Gloria Dei members gather for comfort, prayer at vigil
In a hushed sanctuary, Gloria Dei congregants offered prayers of grief for the Lutheran church's bricks that housed their hopes and dreams and gave them a place to worship God. They prayed in thanks to the Duluth firefighters and police officers ...
In a hushed sanctuary, Gloria Dei congregants offered prayers of grief for the Lutheran church's bricks that housed their hopes and dreams and gave them a place to worship God. They prayed in thanks to the Duluth firefighters and police officers who did all they could to save the Central Hillside church from the flames that destroyed it in the early hours Thursday. They prayed, while wiping away tears, for the church's leaders to have strength and for God to provide a path in the coming months.
"It's very sad, but God is still there," Gloria Dei member Myrna Matheson said. She added that a church isn't a building, but the people. "We have each other."
Before a gathering for a vigil Thursday evening, Gloria Dei congregants were greeted with a handshake and a warm smile at the front door of First Lutheran Church, whose congregation shares a history of being formed the same year as Gloria Dei. In addition to Duluth and Iron Range residents attending the vigil, Gloria Dei has received an outpouring of support from churches nationally and internationally, Pastor Dave Carlson of Gloria Dei said.
Associate Pastor Greg Garmer of First Lutheran explained, "We need to support each other in good times and in bad. We're glad to be a friend in Christ to them."
The full sanctuary was asked to remember those who began Gloria Dei's congregation and honor their memory by the Rev. Tom Aitken, bishop of the Evangelical Lutheran Church in America's Northeastern Minnesota Synod.
"God does not send tragedies to teach us a lesson or to make a point and so we are gathered here today in God's grace and God's goodness and in faith and in good gifts God's given all of us," said Aitken, who is a member of Gloria Dei.

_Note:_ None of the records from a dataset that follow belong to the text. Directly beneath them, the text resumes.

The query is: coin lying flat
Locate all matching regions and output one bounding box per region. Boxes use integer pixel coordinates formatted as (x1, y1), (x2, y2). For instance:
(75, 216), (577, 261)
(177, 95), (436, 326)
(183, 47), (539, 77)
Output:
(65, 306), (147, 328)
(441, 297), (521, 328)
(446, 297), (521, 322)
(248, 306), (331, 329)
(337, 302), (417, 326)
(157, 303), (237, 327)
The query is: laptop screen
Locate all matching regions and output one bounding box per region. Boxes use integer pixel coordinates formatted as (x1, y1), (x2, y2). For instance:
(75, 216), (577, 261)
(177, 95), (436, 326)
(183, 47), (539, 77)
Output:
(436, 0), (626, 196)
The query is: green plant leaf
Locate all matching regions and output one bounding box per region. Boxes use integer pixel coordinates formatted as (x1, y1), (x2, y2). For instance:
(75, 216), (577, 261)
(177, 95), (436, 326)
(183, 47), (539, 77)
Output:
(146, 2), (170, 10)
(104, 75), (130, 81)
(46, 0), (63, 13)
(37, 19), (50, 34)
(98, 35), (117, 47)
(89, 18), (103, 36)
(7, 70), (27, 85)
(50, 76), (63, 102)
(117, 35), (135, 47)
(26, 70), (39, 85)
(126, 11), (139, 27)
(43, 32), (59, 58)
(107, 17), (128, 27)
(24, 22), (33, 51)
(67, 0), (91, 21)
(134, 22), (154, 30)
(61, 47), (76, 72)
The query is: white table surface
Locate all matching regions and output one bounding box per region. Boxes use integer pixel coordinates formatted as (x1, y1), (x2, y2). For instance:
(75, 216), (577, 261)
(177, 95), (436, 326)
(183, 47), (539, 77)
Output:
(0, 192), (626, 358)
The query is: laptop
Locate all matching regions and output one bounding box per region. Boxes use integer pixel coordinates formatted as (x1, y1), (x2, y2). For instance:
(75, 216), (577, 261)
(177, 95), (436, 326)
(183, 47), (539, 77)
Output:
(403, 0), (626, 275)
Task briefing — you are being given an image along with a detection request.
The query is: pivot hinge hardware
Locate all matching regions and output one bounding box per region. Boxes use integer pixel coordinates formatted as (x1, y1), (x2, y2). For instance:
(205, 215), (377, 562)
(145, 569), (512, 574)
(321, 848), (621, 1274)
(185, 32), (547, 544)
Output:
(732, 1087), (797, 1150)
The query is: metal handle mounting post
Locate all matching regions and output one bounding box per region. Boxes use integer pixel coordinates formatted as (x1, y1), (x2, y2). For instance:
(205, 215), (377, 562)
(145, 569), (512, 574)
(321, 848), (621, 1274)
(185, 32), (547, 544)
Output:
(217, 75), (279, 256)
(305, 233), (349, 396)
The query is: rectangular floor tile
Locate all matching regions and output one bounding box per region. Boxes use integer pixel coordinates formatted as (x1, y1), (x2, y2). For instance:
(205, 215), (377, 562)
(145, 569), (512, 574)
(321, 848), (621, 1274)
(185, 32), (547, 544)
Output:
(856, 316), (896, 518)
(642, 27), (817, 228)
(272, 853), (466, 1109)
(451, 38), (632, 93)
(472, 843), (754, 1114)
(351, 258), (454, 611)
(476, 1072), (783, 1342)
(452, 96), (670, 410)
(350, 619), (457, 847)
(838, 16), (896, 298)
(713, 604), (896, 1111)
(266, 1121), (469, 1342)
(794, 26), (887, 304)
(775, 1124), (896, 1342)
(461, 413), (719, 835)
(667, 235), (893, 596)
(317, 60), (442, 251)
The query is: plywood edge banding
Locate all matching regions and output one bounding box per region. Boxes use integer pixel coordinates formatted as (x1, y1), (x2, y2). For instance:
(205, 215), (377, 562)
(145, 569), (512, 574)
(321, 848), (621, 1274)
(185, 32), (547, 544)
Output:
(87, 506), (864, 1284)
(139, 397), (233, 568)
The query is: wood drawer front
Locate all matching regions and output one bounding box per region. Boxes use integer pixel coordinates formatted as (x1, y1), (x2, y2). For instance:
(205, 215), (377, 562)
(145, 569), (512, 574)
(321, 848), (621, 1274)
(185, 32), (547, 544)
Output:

After the vigil, Aitken explained, "Gloria Dei has been a strong component of faith in love to the community for all of its existence going back 150 years. For them, faith isn't real unless it's lived out in the community."
Gloria Dei member Brett Amundson told those gathered for the vigil that the community services the church provides will continue and they'll continue to worship together on Sundays.
"We will worship and we'll have coffee. Yes, there will be coffee," he said to applause, laughter and a cheer from the sanctuary.